Extra checks for women

  • Gynaecological check-up: This consists of an updated cytology. It can be brought with you or carried out in Barcelona on your first visit.
  • Blood tests: These consist of a complete hemogram, hepatic and renal biochemical tests, serologies (HBsAg, anti-HBs, anti-HC, rubella, lues, HIV), blood group and Rh. These tests intend to obtain correct preconception evaluation which will be necessary if the outcome of the procedure is successful and the pregnancy does occur. These results can be brought to the clinic from the patient’s hometown given that they are recent.
  • Hormone analysis: This is done on the third day of the menstrual cycle and is made up of FSH, LH and 17 β-Estradiol. If the third day is a holiday, the test can be done between the second and fifth day of the cycle. The woman can bring the results from her hometown.
  • Smear test: This is necessary in order to rule out STD’s (Gonococcus and Chlamydia). The results can be brought to the clinic.
  • Hysterosalpingography: The permeability of the uterus and the Fallopian tubes is checked by means of a contrast x-ray technique. It should be carried out between the eighth and twelfth day of the cycle and can be done in the patient’s hometown. This test is not always necessary.
  • Viral load determination via PC: this has to be done before insemination takes place. If the pregnancy does occur, the HIV antibody determination has to be performed every three months until birth in order to control seronegativity.
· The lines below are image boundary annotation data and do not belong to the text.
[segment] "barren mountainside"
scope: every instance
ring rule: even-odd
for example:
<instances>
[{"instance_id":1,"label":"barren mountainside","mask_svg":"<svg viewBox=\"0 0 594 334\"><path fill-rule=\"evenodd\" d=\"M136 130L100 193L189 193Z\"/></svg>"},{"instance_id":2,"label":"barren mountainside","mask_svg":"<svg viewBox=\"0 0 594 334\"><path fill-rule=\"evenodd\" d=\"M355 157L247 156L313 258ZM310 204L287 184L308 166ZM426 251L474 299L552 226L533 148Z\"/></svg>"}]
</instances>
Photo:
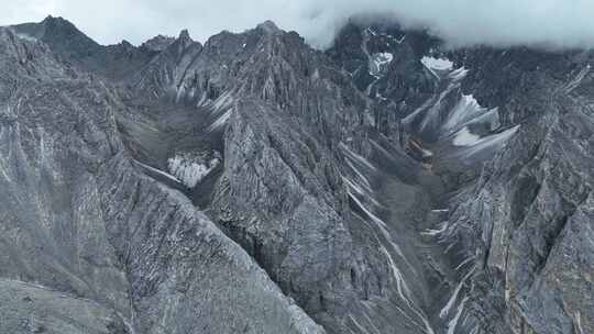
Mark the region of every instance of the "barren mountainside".
<instances>
[{"instance_id":1,"label":"barren mountainside","mask_svg":"<svg viewBox=\"0 0 594 334\"><path fill-rule=\"evenodd\" d=\"M593 62L0 27L0 333L594 333Z\"/></svg>"}]
</instances>

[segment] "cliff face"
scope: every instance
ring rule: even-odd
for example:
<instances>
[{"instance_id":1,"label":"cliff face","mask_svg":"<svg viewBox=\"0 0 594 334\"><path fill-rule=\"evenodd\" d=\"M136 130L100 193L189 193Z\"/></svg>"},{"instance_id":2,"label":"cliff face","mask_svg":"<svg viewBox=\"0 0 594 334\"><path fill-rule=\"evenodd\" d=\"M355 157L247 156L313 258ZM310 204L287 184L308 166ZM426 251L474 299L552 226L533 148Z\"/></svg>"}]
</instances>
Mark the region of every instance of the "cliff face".
<instances>
[{"instance_id":1,"label":"cliff face","mask_svg":"<svg viewBox=\"0 0 594 334\"><path fill-rule=\"evenodd\" d=\"M590 59L2 27L0 329L590 333Z\"/></svg>"}]
</instances>

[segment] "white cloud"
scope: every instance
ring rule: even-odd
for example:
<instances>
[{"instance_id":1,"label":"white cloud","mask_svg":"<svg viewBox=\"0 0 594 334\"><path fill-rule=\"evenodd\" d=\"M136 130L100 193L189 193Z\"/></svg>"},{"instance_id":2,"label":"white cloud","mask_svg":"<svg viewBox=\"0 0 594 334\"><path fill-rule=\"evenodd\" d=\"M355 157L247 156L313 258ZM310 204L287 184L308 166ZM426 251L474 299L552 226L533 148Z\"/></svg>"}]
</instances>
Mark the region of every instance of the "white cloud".
<instances>
[{"instance_id":1,"label":"white cloud","mask_svg":"<svg viewBox=\"0 0 594 334\"><path fill-rule=\"evenodd\" d=\"M2 0L0 24L62 15L101 43L133 43L187 27L205 41L271 19L315 44L328 44L358 13L392 13L453 44L594 46L592 0Z\"/></svg>"}]
</instances>

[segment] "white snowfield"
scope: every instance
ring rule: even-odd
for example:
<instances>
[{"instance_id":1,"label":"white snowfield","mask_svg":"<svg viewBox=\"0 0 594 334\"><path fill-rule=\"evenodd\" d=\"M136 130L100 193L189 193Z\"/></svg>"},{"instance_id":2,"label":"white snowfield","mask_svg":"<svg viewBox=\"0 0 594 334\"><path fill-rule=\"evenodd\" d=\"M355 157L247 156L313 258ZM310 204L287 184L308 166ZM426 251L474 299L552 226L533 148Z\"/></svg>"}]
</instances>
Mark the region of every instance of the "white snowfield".
<instances>
[{"instance_id":1,"label":"white snowfield","mask_svg":"<svg viewBox=\"0 0 594 334\"><path fill-rule=\"evenodd\" d=\"M488 123L491 131L495 131L499 126L497 109L483 108L472 94L463 94L442 127L450 134L472 123Z\"/></svg>"},{"instance_id":2,"label":"white snowfield","mask_svg":"<svg viewBox=\"0 0 594 334\"><path fill-rule=\"evenodd\" d=\"M468 126L465 126L454 135L453 144L455 146L471 147L472 151L470 151L469 154L476 153L487 147L503 146L514 134L516 134L518 129L519 125L516 125L504 132L481 137L471 133Z\"/></svg>"},{"instance_id":3,"label":"white snowfield","mask_svg":"<svg viewBox=\"0 0 594 334\"><path fill-rule=\"evenodd\" d=\"M448 58L433 58L425 56L421 58L421 64L431 70L452 70L453 62Z\"/></svg>"},{"instance_id":4,"label":"white snowfield","mask_svg":"<svg viewBox=\"0 0 594 334\"><path fill-rule=\"evenodd\" d=\"M188 188L196 187L196 185L217 168L220 163L221 160L218 157L206 160L199 156L184 154L175 155L167 160L169 172Z\"/></svg>"},{"instance_id":5,"label":"white snowfield","mask_svg":"<svg viewBox=\"0 0 594 334\"><path fill-rule=\"evenodd\" d=\"M371 57L370 74L374 77L380 76L385 68L394 60L394 55L391 53L378 53Z\"/></svg>"}]
</instances>

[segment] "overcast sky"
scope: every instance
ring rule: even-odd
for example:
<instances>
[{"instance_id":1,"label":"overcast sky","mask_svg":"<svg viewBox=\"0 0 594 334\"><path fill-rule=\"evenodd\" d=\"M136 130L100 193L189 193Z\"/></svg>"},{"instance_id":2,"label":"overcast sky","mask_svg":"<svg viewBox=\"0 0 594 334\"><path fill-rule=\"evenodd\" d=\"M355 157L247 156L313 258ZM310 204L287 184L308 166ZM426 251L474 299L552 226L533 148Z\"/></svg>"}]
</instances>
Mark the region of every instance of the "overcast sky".
<instances>
[{"instance_id":1,"label":"overcast sky","mask_svg":"<svg viewBox=\"0 0 594 334\"><path fill-rule=\"evenodd\" d=\"M452 44L594 47L594 0L0 0L0 25L64 16L102 44L187 27L198 41L267 19L328 45L346 18L392 13Z\"/></svg>"}]
</instances>

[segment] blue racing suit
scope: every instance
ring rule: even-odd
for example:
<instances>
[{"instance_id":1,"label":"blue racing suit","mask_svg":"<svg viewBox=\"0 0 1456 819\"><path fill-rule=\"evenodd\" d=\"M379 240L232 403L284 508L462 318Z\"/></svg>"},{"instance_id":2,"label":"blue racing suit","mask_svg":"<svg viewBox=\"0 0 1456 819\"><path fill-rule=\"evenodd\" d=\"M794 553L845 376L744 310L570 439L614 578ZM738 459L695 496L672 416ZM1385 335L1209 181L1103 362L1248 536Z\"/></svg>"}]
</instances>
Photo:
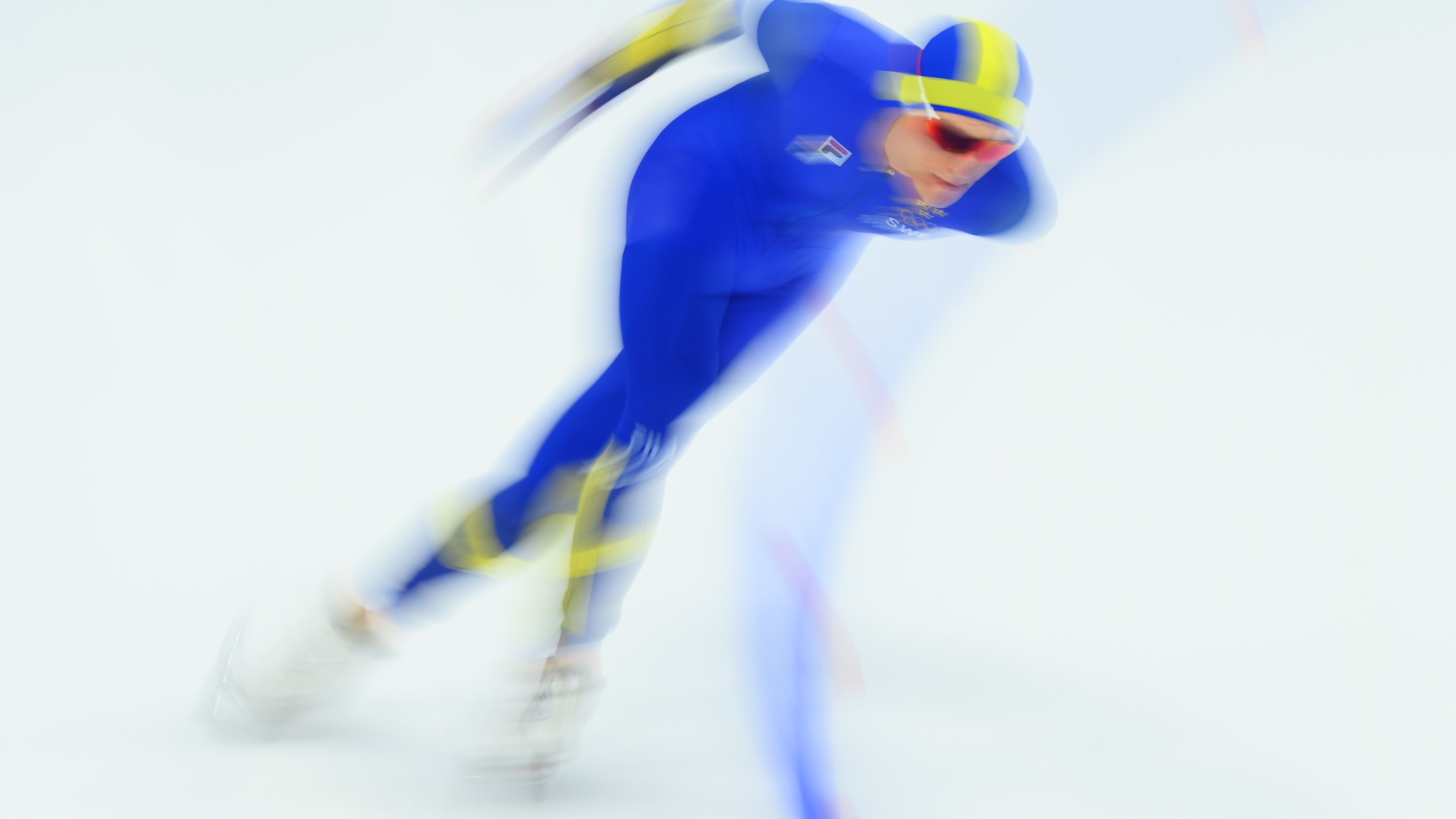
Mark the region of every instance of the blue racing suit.
<instances>
[{"instance_id":1,"label":"blue racing suit","mask_svg":"<svg viewBox=\"0 0 1456 819\"><path fill-rule=\"evenodd\" d=\"M620 513L660 474L674 423L805 297L833 290L865 239L994 236L1022 224L1042 188L1024 146L945 208L900 198L884 127L900 102L881 71L914 73L919 47L853 12L775 0L760 16L767 71L668 124L632 178L619 291L622 351L562 414L526 474L470 510L400 587L491 573L539 522L574 516L563 640L610 630L648 526ZM913 271L907 286L914 286Z\"/></svg>"}]
</instances>

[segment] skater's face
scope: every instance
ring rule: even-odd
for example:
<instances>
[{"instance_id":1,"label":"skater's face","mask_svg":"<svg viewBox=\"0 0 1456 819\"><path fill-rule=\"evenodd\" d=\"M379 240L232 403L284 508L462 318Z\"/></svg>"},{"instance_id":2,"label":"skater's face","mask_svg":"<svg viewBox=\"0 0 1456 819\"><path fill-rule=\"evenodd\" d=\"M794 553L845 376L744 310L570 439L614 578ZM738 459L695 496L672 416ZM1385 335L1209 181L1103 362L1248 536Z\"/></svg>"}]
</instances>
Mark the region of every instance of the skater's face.
<instances>
[{"instance_id":1,"label":"skater's face","mask_svg":"<svg viewBox=\"0 0 1456 819\"><path fill-rule=\"evenodd\" d=\"M925 111L901 114L885 137L885 160L920 201L948 207L1010 153L1015 136L973 117L938 114L936 121Z\"/></svg>"}]
</instances>

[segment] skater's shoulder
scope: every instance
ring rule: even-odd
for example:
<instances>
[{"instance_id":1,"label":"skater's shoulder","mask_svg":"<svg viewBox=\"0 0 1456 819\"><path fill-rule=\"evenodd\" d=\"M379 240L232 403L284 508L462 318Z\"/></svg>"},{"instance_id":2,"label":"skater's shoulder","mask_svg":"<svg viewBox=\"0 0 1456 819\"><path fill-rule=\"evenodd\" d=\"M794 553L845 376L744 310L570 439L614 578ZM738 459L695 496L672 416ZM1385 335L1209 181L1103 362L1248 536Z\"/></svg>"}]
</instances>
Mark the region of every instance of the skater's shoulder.
<instances>
[{"instance_id":1,"label":"skater's shoulder","mask_svg":"<svg viewBox=\"0 0 1456 819\"><path fill-rule=\"evenodd\" d=\"M759 51L779 82L823 61L872 82L877 71L913 70L917 47L844 6L773 0L757 25Z\"/></svg>"}]
</instances>

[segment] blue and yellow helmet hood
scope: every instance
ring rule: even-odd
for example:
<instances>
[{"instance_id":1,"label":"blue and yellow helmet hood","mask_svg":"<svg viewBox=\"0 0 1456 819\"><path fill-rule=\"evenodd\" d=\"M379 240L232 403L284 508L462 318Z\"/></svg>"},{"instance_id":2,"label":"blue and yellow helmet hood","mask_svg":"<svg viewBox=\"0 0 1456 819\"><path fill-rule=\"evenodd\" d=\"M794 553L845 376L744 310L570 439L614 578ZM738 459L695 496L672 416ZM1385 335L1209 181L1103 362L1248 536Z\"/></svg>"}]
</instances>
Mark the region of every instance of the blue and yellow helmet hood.
<instances>
[{"instance_id":1,"label":"blue and yellow helmet hood","mask_svg":"<svg viewBox=\"0 0 1456 819\"><path fill-rule=\"evenodd\" d=\"M916 74L882 73L879 96L984 119L1021 137L1031 105L1031 68L1009 34L960 19L920 50Z\"/></svg>"}]
</instances>

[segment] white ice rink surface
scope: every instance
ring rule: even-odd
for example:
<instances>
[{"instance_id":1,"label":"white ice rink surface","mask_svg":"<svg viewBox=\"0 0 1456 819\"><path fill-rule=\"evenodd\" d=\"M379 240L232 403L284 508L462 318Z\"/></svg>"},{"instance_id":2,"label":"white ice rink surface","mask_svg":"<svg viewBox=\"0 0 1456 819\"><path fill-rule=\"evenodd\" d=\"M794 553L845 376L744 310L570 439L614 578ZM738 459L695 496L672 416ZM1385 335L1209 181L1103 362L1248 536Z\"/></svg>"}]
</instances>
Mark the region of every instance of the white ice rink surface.
<instances>
[{"instance_id":1,"label":"white ice rink surface","mask_svg":"<svg viewBox=\"0 0 1456 819\"><path fill-rule=\"evenodd\" d=\"M7 10L0 816L776 815L729 536L751 391L674 471L545 802L450 761L529 589L294 734L195 717L243 600L357 558L600 363L594 208L642 137L594 124L489 204L450 160L633 10ZM1262 60L1230 41L946 310L846 523L856 816L1456 815L1453 23L1345 0ZM696 92L652 93L623 111Z\"/></svg>"}]
</instances>

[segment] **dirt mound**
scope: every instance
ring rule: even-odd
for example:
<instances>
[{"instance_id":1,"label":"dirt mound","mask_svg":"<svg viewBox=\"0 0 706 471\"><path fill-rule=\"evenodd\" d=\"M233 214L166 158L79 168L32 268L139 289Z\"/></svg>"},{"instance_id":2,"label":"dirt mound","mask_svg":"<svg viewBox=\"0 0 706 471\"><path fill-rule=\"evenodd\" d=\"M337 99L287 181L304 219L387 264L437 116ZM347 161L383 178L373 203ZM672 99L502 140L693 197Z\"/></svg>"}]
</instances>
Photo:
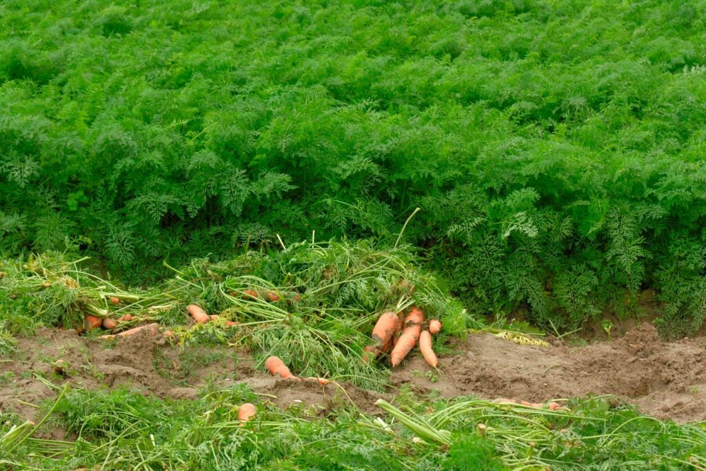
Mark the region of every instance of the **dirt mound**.
<instances>
[{"instance_id":1,"label":"dirt mound","mask_svg":"<svg viewBox=\"0 0 706 471\"><path fill-rule=\"evenodd\" d=\"M643 323L610 342L571 347L519 345L489 333L471 335L440 354L441 373L413 352L392 374L393 389L409 386L429 397L474 395L541 402L615 394L647 414L678 422L706 419L706 339L666 342ZM355 404L375 413L385 395L350 384L279 379L253 369L251 358L226 347L174 348L162 338L136 335L106 342L73 331L42 329L21 339L20 353L0 363L0 410L32 418L42 400L55 397L39 378L69 381L87 389L128 386L161 398L191 398L207 383L247 383L282 407L306 406L324 415ZM394 392L394 391L392 391Z\"/></svg>"},{"instance_id":2,"label":"dirt mound","mask_svg":"<svg viewBox=\"0 0 706 471\"><path fill-rule=\"evenodd\" d=\"M489 333L472 335L441 355L443 376L419 357L393 374L395 386L441 397L472 394L532 402L615 394L646 413L678 422L706 419L706 340L666 342L643 323L611 342L570 347L519 345ZM436 381L435 381L436 380Z\"/></svg>"},{"instance_id":3,"label":"dirt mound","mask_svg":"<svg viewBox=\"0 0 706 471\"><path fill-rule=\"evenodd\" d=\"M128 387L160 398L196 397L206 383L227 386L247 383L250 388L282 407L311 407L318 414L342 405L378 412L382 395L350 384L296 382L253 370L252 358L227 347L174 348L162 337L147 333L114 341L91 340L73 330L41 329L20 339L20 352L0 363L0 410L14 410L31 419L37 405L56 393L41 378L54 384L70 381L85 389Z\"/></svg>"}]
</instances>

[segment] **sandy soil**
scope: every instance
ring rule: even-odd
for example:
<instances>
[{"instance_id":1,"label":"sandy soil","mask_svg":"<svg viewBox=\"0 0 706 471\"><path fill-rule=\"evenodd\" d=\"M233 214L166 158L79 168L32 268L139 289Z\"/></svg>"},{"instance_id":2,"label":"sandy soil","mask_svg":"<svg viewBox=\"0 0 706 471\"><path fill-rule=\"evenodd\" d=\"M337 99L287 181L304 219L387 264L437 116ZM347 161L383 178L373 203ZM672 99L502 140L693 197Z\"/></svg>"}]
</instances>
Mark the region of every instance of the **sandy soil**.
<instances>
[{"instance_id":1,"label":"sandy soil","mask_svg":"<svg viewBox=\"0 0 706 471\"><path fill-rule=\"evenodd\" d=\"M642 323L612 342L571 347L554 340L549 347L527 347L489 333L469 335L440 355L440 372L415 350L392 373L388 393L350 384L276 379L253 369L247 354L226 347L179 349L162 338L145 335L106 342L73 331L42 329L21 339L20 352L0 363L0 410L32 418L39 404L55 397L37 376L55 384L69 381L89 389L119 385L162 398L196 396L205 384L246 382L280 407L301 403L321 414L352 401L374 413L380 397L405 386L429 397L474 395L532 402L551 398L614 394L643 412L676 422L706 419L706 338L663 342ZM296 373L296 372L295 372ZM22 402L20 402L22 401Z\"/></svg>"}]
</instances>

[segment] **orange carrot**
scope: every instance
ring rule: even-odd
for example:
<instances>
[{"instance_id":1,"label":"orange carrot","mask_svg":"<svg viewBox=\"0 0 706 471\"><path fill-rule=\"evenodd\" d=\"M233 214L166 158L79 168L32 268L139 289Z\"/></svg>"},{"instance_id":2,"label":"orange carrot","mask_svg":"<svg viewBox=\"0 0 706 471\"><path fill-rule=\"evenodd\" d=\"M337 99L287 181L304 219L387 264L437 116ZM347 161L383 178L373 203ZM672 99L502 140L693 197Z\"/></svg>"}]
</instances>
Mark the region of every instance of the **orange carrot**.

Artificial Insemination requirements

The infection of the male partner has to be stable, in such a way that no other illness has been diagnosed recently and he is otherwise in good health. Moreover, an updated report from the patient’s specialist has to be provided in order to have a professional opinion about his state of health at the given time.

Regarding the woman, the basic requirement is a negative HIV result. If the woman is a HIV carrier too she has to meet the same requirements as the man, and consider other Assisted Reproduction Techniques such as In Vitro Fertilisation.

In order to maximize the efficiency of the techniques and minimize the number of insemination attempts, the cycle of the woman is induced pharmacologically. The couple is also required to sign a consent form.